En esta búsqueda de desaceleración, la naturaleza se convirtió en la protagonista absoluta de su narrativa, corriéndose ella misma del centro de atención: "Con este álbum, quería ser parte de un todo, ser un personaje secundario en una historia enorme, la historia de la naturaleza y sus ciclos. No quería ser la chica principal o la heroína porque no me siento así para nada. Quiero ser capaz de tomarme el tiempo para ver las estaciones florecer, tomar su lugar, morir y vivir una y otra vez".
Colaboración orgánica y el retrato de un ecosistema en riesgo
El proceso de creación de ‘Saisons’ también se destaca por su apertura hacia el arte colaborativo y multidisciplinario. Inspirada inicialmente por una estética inocente, la artista explica: "Siento que hay muchos temas, pero es curioso porque al principio de ‘Saisons’ me inspiraban más las tarjetas de felicitación... tarjetas de felicitación vintage... Son muy lindas y tienen gatitos o niños pequeños jugando en la nieve, conejos en verano... Así que me encanta la idea cliché de las estaciones del año y cómo hacen sentir a todo el mundo". Para dar forma a este universo, confió plenamente en su círculo: "Para mí, lo bonito de colaborar es dejar que la gente se exprese y también elegí a personas en las que confiaba y a las que admiraba", sumando que "la naturaleza es tan inspiradora y tan visual, que sabía que quería crear una película para el álbum, como una ilustración en movimiento, y también como una forma de colaborar con más amigos".

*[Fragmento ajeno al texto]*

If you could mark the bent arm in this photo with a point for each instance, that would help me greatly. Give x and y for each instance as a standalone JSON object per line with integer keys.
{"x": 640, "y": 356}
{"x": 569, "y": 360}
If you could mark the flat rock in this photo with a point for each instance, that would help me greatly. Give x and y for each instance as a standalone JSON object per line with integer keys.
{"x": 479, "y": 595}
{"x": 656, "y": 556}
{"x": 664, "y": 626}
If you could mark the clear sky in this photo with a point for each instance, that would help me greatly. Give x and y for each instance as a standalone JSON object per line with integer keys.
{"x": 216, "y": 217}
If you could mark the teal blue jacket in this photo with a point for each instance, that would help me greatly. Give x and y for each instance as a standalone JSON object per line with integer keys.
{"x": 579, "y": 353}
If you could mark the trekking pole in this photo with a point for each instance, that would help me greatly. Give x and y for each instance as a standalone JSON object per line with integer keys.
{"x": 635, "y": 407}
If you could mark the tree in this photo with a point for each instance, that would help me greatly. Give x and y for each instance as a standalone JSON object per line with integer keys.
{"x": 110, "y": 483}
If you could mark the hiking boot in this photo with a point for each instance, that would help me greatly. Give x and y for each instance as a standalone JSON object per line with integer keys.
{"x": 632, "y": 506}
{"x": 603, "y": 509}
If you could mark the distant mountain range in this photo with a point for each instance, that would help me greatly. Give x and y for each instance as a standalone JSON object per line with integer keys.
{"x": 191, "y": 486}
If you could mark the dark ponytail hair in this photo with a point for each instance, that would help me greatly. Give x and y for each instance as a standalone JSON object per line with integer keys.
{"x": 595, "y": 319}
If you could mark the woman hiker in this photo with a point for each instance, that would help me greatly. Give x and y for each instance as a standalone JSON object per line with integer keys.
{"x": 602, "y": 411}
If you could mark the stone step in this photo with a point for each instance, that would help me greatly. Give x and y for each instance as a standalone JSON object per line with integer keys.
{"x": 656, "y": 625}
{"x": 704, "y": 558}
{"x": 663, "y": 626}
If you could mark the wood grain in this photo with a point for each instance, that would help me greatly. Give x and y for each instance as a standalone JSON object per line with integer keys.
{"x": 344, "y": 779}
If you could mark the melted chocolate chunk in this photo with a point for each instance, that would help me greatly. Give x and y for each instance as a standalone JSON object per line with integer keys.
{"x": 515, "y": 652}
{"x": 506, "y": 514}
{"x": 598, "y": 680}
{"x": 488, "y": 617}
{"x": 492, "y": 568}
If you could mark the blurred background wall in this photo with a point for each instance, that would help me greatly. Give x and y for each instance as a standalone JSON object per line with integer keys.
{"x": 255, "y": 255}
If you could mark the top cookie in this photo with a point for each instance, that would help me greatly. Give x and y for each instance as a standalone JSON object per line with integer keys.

Más allá del valor estético, el disco encierra una fuerte preocupación ambiental y un llamado urgente a la preservación del planeta: "La naturaleza es tan hermosa y quería retratarla tal como es hoy porque temo que las estaciones no sobrevivan en un futuro cercano". Su música busca ser una alegoría de la paciencia, aplicable tanto a la tierra como a los vínculos afectivos: "Para mí, es una alegoría de la primavera porque la humanidad está impaciente por que llegue, pero también podría aplicarse a una relación y a alguien diciendo: 'Por favor, dame algo de tiempo, todavía no estoy allí, necesito tiempo y espacio para crecer'. Siento que es una buena representación del punto principal de este album: Dejar que la gente, las cosas, crezcan a su velocidad natural. Aceptar que a veces las cosas tienen que ser lentas...".
Es un recordatorio de que, incluso cuando se encuentra lejos de casa y regresa a su formato más íntimo y despojado sobre el escenario, el arte verdadero requiere libertad: "Cuando viajo me encanta volver a esta fórmula que es realmente sencilla. Canto las canciones tal y como las escribo, así es más íntimo, hay más improvisación y libertad". Esa misma autenticidad la mantiene con su público, manteniéndose fiel a su estilo de vida: "Yo no soy realmente una persona de fiestas. No bebo realmente y no voy a ir al club después del show, pero a veces veo a gente esperándome en la puerta de la sala y paso 30 minutos con ellos".